Question

IR spectrum of a compound \( C_5H_{10}O \) shows a band at 1715 cm\(^{-1}\). The same compound showed two signals, a triplet and a quartet, in its NMR spectrum. Identify the compound from the following. 

 

• A. (A)
• B. (B)
• C. (C)
• D. (D)

Hint:

In IR spectroscopy, a band at around 1715 cm\(^{-1}\) typically corresponds to a carbonyl group. In NMR, the triplet-quartet pattern is characteristic of an ethyl group (-CH\(_2\)-CH\(_3\)).

Answer 1

The Correct Option is B

1. Molecular Formula and Unsaturation

The molecular formula is $\text{C}_5\text{H}_{10}\text{O}$.

The Index of Hydrogen Deficiency (IHD) is calculated as:

$$\text{IHD} = \frac{2C + 2 + N - H - X}{2}$$

For $\text{C}_5\text{H}_{10}\text{O}$ (where $C=5, H=10, N=0, X=0$):

$$\text{IHD} = \frac{2(5) + 2 + 0 - 10 - 0}{2} = \frac{12 - 10}{2} = 1$$

This indicates one ring or one double bond. Since all options are linear ketones, the IHD corresponds to the $\text{C}=\text{O}$ double bond (a ketone).

2. Infrared (IR) Spectrum

The IR spectrum shows a band at $\mathbf{1715\ \text{cm}^{-1}}$.

This strong absorption is characteristic of a ketone carbonyl stretching vibration ($\text{C}=\text{O}$), which typically appears between 1705 and $1725\ \text{cm}^{-1}$. This confirms that the compound is one of the given ketones.

3. Nuclear Magnetic Resonance (NMR) Spectrum

The ${}^1\text{H NMR}$ spectrum shows two signals: a triplet and a quartet.

The multiplicity of a signal is determined by the $n+1$ rule, where $n$ is the number of equivalent protons on adjacent carbon atoms. The ratio of the integrals (not given, but implied by the structure) of the two signals will be $4:6$ or $6:4$.

Triplet ($n+1=3 \implies n=2$ adjacent $\text{H}$'s): This signal comes from $\text{CH}_3$ groups coupled to a $\text{CH}_2$ group.

Quartet ($n+1=4 \implies n=3$ adjacent $\text{H}$'s): This signal comes from a $\text{CH}_2$ group coupled to a $\text{CH}_3$ group.
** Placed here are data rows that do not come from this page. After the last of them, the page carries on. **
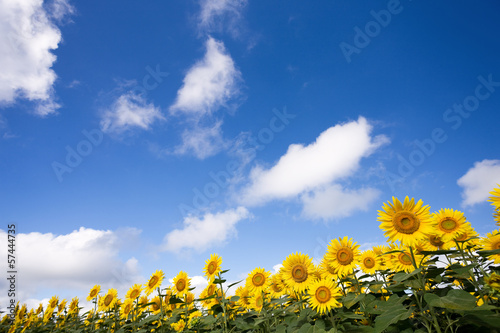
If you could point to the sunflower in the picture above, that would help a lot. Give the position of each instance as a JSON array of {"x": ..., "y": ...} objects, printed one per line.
[
  {"x": 157, "y": 305},
  {"x": 277, "y": 287},
  {"x": 370, "y": 262},
  {"x": 154, "y": 282},
  {"x": 407, "y": 222},
  {"x": 212, "y": 267},
  {"x": 297, "y": 270},
  {"x": 402, "y": 261},
  {"x": 181, "y": 283},
  {"x": 449, "y": 223},
  {"x": 258, "y": 280},
  {"x": 108, "y": 301},
  {"x": 126, "y": 308},
  {"x": 134, "y": 292},
  {"x": 343, "y": 255},
  {"x": 495, "y": 198},
  {"x": 323, "y": 296},
  {"x": 491, "y": 242},
  {"x": 94, "y": 292}
]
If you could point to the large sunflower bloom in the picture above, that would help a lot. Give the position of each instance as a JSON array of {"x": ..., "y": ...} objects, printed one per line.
[
  {"x": 369, "y": 262},
  {"x": 450, "y": 223},
  {"x": 134, "y": 292},
  {"x": 154, "y": 282},
  {"x": 323, "y": 296},
  {"x": 343, "y": 255},
  {"x": 491, "y": 242},
  {"x": 258, "y": 280},
  {"x": 297, "y": 271},
  {"x": 405, "y": 222},
  {"x": 181, "y": 283},
  {"x": 108, "y": 301},
  {"x": 94, "y": 292},
  {"x": 212, "y": 267}
]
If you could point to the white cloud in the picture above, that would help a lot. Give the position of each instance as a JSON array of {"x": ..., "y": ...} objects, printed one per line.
[
  {"x": 199, "y": 234},
  {"x": 74, "y": 261},
  {"x": 215, "y": 14},
  {"x": 202, "y": 142},
  {"x": 130, "y": 111},
  {"x": 335, "y": 202},
  {"x": 479, "y": 181},
  {"x": 335, "y": 154},
  {"x": 27, "y": 37},
  {"x": 209, "y": 84}
]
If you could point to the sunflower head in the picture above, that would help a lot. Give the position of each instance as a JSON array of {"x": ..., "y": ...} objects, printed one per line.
[
  {"x": 213, "y": 266},
  {"x": 154, "y": 282},
  {"x": 405, "y": 222}
]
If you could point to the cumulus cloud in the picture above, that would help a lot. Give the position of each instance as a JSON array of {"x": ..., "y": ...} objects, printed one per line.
[
  {"x": 335, "y": 154},
  {"x": 479, "y": 181},
  {"x": 27, "y": 38},
  {"x": 199, "y": 234},
  {"x": 209, "y": 84},
  {"x": 130, "y": 111},
  {"x": 71, "y": 261},
  {"x": 333, "y": 201},
  {"x": 217, "y": 15}
]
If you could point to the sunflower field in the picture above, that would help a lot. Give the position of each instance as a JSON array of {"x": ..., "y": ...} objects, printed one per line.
[{"x": 435, "y": 274}]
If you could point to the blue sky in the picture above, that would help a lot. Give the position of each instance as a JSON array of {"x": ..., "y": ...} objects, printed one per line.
[{"x": 148, "y": 135}]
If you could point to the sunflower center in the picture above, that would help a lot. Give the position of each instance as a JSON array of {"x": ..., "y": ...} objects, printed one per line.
[
  {"x": 436, "y": 241},
  {"x": 448, "y": 224},
  {"x": 152, "y": 281},
  {"x": 180, "y": 285},
  {"x": 299, "y": 273},
  {"x": 345, "y": 256},
  {"x": 369, "y": 262},
  {"x": 211, "y": 268},
  {"x": 404, "y": 259},
  {"x": 406, "y": 223},
  {"x": 108, "y": 299},
  {"x": 258, "y": 279},
  {"x": 323, "y": 294}
]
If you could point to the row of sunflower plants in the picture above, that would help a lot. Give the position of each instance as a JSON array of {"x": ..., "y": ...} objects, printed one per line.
[{"x": 435, "y": 274}]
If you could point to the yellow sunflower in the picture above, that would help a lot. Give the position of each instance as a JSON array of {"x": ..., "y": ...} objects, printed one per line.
[
  {"x": 495, "y": 198},
  {"x": 212, "y": 267},
  {"x": 134, "y": 292},
  {"x": 449, "y": 223},
  {"x": 402, "y": 261},
  {"x": 277, "y": 287},
  {"x": 154, "y": 282},
  {"x": 258, "y": 280},
  {"x": 369, "y": 262},
  {"x": 94, "y": 292},
  {"x": 323, "y": 296},
  {"x": 343, "y": 255},
  {"x": 108, "y": 301},
  {"x": 297, "y": 271},
  {"x": 405, "y": 222},
  {"x": 181, "y": 283},
  {"x": 491, "y": 242},
  {"x": 126, "y": 308}
]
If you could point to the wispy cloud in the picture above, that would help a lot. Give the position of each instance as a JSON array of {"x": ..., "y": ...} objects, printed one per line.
[
  {"x": 27, "y": 38},
  {"x": 200, "y": 234},
  {"x": 130, "y": 111},
  {"x": 219, "y": 15},
  {"x": 209, "y": 84},
  {"x": 479, "y": 181}
]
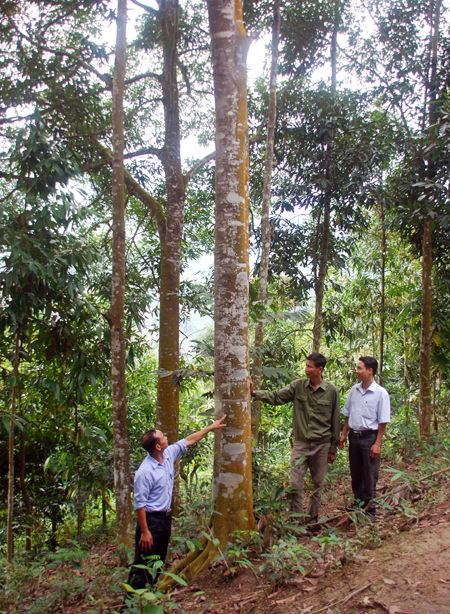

Now, let's analyze the symmetry and signals of the given options:

Compound	Structure	Number of Unique 1H Signals	Predicted Multiplicity
(A) Pentan-2-one	$\text{CH}_3-\text{CO}-\text{CH}_2-\text{CH}_2-\text{CH}_3$	4	$\text{CH}_3$ (s), $\text{CH}_2$ (t), $\text{CH}_2$ (sextet), $\text{CH}_3$ (t)
(B) Pentan-3-one	$\text{CH}_3-\text{CH}_2-\text{CO}-\text{CH}_2-\text{CH}_3$	2	$\mathbf{\text{CH}_3}$ (t) and $\mathbf{\text{CH}_2}$ (q)
(C) Hexan-2-one	$\text{CH}_3-\text{CO}-\text{CH}_2-\text{CH}_2-\text{CH}_2-\text{CH}_3$	5	$\text{CH}_3$ (s), $\text{CH}_2$ (t), $\text{CH}_2$ (quintet), $\text{CH}_2$ (sextet), $\text{CH}_3$ (t)
(D) 3-Methylbutan-2-one	$\text{CH}_3-\text{CO}-\text{CH}(\text{CH}_3)_2$	3	$\text{CH}_3$ (s), $\text{CH}_3$ (d), $\text{CH}$ (septet)

Compound (B), $\text{Pentan-3-one}$, is a symmetrical ketone:

 

$$\text{CH}_3^a-\text{CH}_2^b-\text{CO}-\text{CH}_2^b-\text{CH}_3^a$$

$\text{CH}_3^a$ protons (6H): These are equivalent and adjacent to the $\text{CH}_2^b$ group (2 $\text{H}$'s). This gives a triplet.

$\text{CH}_2^b$ protons (4H): These are equivalent and adjacent to the $\text{CH}_3^a$ group (3 $\text{H}$'s). This gives a quartet.

Compound (B) is the only option that is consistent with the observation of exactly two signals, one being a triplet and the other a quartet, in the ${}^1\text{H NMR}$ spectrum.